Shock swept through him, electric, hot. In an instant he was back at his first full moon, three days in a New Orleans cell, drugged to the gills, as his body tried to turn itself inside out, fighting to shift, struggling to change into the black were-leopard that was his beast. Tried and failed over and over again, held to his human shape by the mangled tattoo-spell on his shoulder and upper chest. The artwork bound him to his human shape, his human form, and stopped every attempt to shift. The full moon meant pain like being struck by lightning, pain like being flayed alive. Mind-breaking pain. He didn’t want to shift, didn’t want to be a were, but even that would be better than the three days of hell.

 

His heart thundered. He broke into a hot sweat. The world telescoped down to the desktop, empty of the MP player. Rick reached out and touched the surface of his desk. Gone.

 

He blew out a breath, heated and hard. He had uploaded the music to a cloud backup system. He could easily download it to his computer for instant listening.

 

He dialed Soul on his cell. “Someone’s been in my room and stole my MP player. They also left something on my laptop. Brute found it.” He described the tiny dot and added, “I’m in my quarters. And no, I didn’t touch anything except the light switch and my laptop, and I was wearing gloves.”

 

“I’m on my way,” she said.

 

Rick closed the cell.
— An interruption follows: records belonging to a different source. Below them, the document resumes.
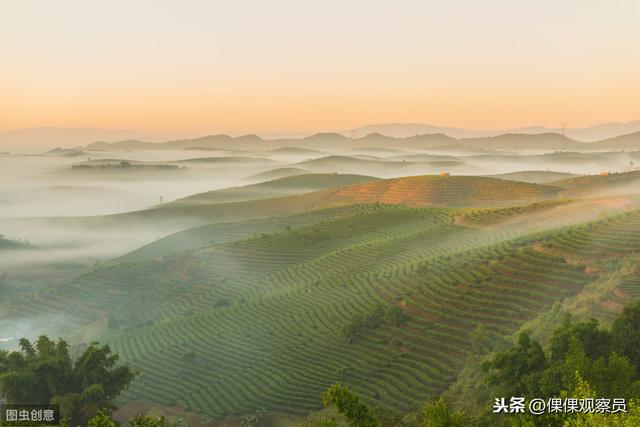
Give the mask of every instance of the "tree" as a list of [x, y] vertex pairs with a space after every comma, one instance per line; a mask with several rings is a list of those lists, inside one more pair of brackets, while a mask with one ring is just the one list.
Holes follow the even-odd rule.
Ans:
[[322, 395], [324, 406], [335, 406], [349, 427], [378, 427], [366, 403], [341, 384], [332, 385]]
[[60, 404], [71, 425], [115, 409], [114, 400], [135, 377], [131, 368], [117, 366], [109, 346], [95, 342], [75, 362], [63, 339], [41, 336], [34, 345], [23, 338], [20, 349], [0, 354], [0, 394], [8, 403]]

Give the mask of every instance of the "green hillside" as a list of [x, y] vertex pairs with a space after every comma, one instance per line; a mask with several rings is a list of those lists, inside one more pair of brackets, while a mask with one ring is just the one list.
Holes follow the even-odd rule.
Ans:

An hour later, his room had been swept for listening devices and video recorders, and the black dot had been confiscated. His room was clean, and Rick finally got to bed. He needed sleep, but he was edgy, restless, and couldn’t keep his eyes closed. The full moon sucked. Each one could be the last night of his life, or leave him permanently furry like Brute. That was enough to make anyone jumpy. Finally, Rick opened the laptop, downloaded the counter-spell, and hit Play, the laptop volume so low no human could pick it up. With the music playing in the background, he fell asleep.